How a rental car shortage in Europe could scupper summer holiday plans

After long months of lockdowns and curfews Europeans are looking forward to jetting off for a bit of sun and sand -- only to find that their long awaited holiday plans go awry due to a shortage of rental cars.

How a rental car shortage in Europe could scupper summer holiday plans
Tourists wait outside of rental car agencies in Corsica. Photo: PASCAL POCHARD-CASABIANCA / AFP

In many areas popular with tourists cars are simply not available or subcompacts are going for a stiff €500 euros.

Car rental comparison websites show just how expensive renting a vehicle has become for tourists this summer.

According to Carigami, renting a car for a week this summer will set tourists back an average of 364 euros compared to 277 euros two years ago.

For Italy, the figure is 407 euros this summer compared to 250 euros in 2019. In Spain, the average cost has jumped to 263 euros from 185 euros.

According to another website, Liligo, daily rental costs have nearly doubled on the French island of Corsica. At the resort city of Palma on the Spanish island of Mallorca, rental prices have nearly tripled.

Today’s problem is a direct result of the coronavirus pandemic.

Faced with near absence of clients, selling off vehicles to raise cash made a lot of sense for car rental firms struggling to survive.

“Everyone drastically reduced their fleet,” said the head of Europcar, Caroline Parot.

Until the spring, most companies still had fleets roughly a third smaller than in 2019, she said.

Car rental firms are used to regularly selling their vehicles and replacing them, so rebuilding their inventory should not have been a problem.

Except the pandemic sent demand for consumer electronics surging, creating a shortage of semiconductors, or chips, that are used not only in computers but increasingly in cars.

“A key contributor to the challenge right now is the global chip shortage, which has impacted new vehicle availability across the industry at a time when demand is already high,” said a spokesman for Enterprise.

It said it was working to acquire new vehicles but that in the mean time it is shifting cars around in order to better meet demand.

No cars, try a van

“We’ve begun to warn people: if you want to come to Italy, which is finally reopening, plan and reserve ahead,” said the head of the association of Italian car rental firms, Massimiliano Archiapatti.
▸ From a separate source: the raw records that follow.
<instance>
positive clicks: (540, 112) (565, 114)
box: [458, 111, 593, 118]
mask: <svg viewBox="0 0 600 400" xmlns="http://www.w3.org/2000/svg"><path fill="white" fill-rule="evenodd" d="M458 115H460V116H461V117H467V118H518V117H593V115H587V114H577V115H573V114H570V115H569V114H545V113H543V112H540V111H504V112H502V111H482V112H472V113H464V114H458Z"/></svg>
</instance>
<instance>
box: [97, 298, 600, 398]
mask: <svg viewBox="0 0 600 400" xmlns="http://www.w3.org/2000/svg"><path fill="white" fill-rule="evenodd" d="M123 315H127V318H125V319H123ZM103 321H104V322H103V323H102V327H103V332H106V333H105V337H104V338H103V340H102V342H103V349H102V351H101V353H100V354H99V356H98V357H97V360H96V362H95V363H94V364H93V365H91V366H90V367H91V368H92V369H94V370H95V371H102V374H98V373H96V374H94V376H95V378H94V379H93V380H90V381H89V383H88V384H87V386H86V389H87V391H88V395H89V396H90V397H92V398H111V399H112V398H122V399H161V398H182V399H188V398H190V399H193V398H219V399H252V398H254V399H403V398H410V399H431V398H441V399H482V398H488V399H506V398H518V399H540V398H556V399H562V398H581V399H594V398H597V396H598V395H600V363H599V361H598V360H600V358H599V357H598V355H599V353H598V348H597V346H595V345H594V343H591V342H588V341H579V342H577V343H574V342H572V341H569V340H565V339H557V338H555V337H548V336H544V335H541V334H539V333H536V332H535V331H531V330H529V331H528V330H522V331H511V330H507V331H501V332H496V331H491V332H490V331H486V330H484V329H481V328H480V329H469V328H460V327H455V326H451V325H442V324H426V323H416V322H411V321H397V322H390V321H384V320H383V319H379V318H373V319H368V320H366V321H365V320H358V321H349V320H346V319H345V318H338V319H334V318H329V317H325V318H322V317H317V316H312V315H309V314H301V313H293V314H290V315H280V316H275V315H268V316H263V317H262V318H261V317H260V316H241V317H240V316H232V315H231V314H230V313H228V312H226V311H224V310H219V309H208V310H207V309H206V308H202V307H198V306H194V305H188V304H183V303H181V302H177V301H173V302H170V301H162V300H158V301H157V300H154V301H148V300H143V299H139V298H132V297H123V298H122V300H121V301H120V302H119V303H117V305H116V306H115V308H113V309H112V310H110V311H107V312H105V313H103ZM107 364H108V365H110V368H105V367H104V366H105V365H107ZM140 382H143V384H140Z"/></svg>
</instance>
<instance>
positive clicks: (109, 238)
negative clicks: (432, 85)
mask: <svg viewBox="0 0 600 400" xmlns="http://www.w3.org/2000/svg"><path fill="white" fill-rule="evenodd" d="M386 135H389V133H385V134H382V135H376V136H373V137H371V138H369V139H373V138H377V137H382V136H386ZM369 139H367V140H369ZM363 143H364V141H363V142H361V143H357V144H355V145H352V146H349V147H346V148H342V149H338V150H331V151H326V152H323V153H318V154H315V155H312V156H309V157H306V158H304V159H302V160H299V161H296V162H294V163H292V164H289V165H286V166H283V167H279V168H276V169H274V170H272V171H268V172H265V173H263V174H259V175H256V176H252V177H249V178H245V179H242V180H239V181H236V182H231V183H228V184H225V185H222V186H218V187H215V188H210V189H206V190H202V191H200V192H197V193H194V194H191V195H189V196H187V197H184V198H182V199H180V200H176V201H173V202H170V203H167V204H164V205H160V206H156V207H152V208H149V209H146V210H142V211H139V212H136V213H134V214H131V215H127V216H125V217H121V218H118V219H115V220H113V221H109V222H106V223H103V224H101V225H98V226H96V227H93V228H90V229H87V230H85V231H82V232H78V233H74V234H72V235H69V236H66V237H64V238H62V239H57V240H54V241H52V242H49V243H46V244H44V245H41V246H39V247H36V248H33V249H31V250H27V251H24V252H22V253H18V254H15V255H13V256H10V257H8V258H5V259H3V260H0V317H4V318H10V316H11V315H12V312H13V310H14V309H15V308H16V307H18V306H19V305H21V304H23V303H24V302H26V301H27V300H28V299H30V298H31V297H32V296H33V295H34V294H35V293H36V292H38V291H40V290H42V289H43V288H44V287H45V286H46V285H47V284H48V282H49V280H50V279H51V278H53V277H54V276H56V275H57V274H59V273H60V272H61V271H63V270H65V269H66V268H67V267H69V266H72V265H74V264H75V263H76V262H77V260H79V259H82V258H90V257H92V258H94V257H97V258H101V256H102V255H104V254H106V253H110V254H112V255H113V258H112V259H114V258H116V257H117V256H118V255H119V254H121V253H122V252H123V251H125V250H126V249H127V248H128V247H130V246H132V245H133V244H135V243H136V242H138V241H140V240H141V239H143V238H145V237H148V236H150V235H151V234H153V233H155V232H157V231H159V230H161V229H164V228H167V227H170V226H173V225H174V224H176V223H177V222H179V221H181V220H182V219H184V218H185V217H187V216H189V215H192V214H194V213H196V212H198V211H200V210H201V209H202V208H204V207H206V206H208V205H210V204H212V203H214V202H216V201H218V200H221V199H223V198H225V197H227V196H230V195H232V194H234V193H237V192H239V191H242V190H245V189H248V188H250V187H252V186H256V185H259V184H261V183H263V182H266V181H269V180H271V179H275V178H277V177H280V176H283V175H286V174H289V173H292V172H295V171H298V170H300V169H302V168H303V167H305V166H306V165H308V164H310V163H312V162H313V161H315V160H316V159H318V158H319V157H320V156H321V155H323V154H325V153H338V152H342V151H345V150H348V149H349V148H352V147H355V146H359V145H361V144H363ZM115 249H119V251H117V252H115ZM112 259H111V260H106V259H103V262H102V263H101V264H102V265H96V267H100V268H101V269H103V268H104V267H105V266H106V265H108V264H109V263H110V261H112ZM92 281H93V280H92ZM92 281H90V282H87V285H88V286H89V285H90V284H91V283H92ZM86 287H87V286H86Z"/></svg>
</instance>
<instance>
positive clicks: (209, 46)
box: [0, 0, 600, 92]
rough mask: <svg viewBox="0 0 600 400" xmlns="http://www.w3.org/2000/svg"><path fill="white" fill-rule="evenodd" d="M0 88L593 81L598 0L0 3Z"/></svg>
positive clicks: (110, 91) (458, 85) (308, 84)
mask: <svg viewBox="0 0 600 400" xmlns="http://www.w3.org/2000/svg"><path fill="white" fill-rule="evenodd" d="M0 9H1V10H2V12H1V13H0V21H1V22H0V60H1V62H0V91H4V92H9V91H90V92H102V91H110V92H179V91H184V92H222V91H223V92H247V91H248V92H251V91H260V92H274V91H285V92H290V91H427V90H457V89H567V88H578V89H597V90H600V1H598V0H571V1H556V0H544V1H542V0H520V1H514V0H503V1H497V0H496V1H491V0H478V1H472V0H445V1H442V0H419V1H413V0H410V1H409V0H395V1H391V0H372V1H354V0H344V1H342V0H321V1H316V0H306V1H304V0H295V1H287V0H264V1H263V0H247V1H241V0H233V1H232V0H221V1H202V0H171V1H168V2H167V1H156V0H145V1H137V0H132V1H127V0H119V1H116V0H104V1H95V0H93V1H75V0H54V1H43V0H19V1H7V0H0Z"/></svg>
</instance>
He said they were working hard to meet the surge in demand at vacation spots.

“But we’ve got two big islands that are major international tourism destinations,” he said, which makes it difficult to move cars around,
especially as the trip to Sardinia takes half a day.
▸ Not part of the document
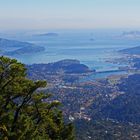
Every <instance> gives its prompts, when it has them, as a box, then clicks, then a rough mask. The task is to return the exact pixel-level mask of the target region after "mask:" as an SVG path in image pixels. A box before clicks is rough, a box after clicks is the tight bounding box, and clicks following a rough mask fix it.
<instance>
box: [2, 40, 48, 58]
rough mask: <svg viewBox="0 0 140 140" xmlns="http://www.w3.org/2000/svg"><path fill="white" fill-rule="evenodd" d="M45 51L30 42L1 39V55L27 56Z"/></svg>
mask: <svg viewBox="0 0 140 140" xmlns="http://www.w3.org/2000/svg"><path fill="white" fill-rule="evenodd" d="M43 51H45V48H44V47H42V46H38V45H35V44H32V43H28V42H21V41H16V40H9V39H4V38H0V54H1V55H8V56H13V55H25V54H31V53H38V52H43Z"/></svg>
“The ferries are already full with people bringing their cars,” he added.

“Given the law of supply and demand, there is a risk it will impact on prices,” Archiapatti said.

The increase in demand is also being seen for rentals between individuals.

GetAround, a web platform that organises such rentals, said it has seen “a sharp increases in searches and rentals” in European markets.

Since May more than 90 percent of cars available on the platform have been rented on weekends, and many have already been booked for much of the summer.

GetAround has used the surge in demand to expand the number of cities it serves.

For some, their arrival can’t come fast enough.

Bruno Riondet, a 51-year-old aeronautics technician, rents cars to attend matches of his favourite British football club, Brighton.

“Before, to rent a car I was paying between 25 and 30 euros per day. Today, it’s more than 90 euros, that’s three times more expensive,” he said.

In the United States, where prices shot higher during the spring, tourists visiting Hawaii turned to renting vans.

In France, there are still cars, according to Jean-Philippe Doyen, who handles shared mobility at the National Council of Automobile Professionals.

“Clients have a tendency to reserve at the last minute, even more so in the still somewhat uncertain situation,” he said.

They will often wait until just a few days before their trip, which means car rental firms don’t have a complete overview of upcoming demand, he added.

He said business is recovering but that revenue has yet to reach pre-pandemic levels as travel is not yet completely unfettered.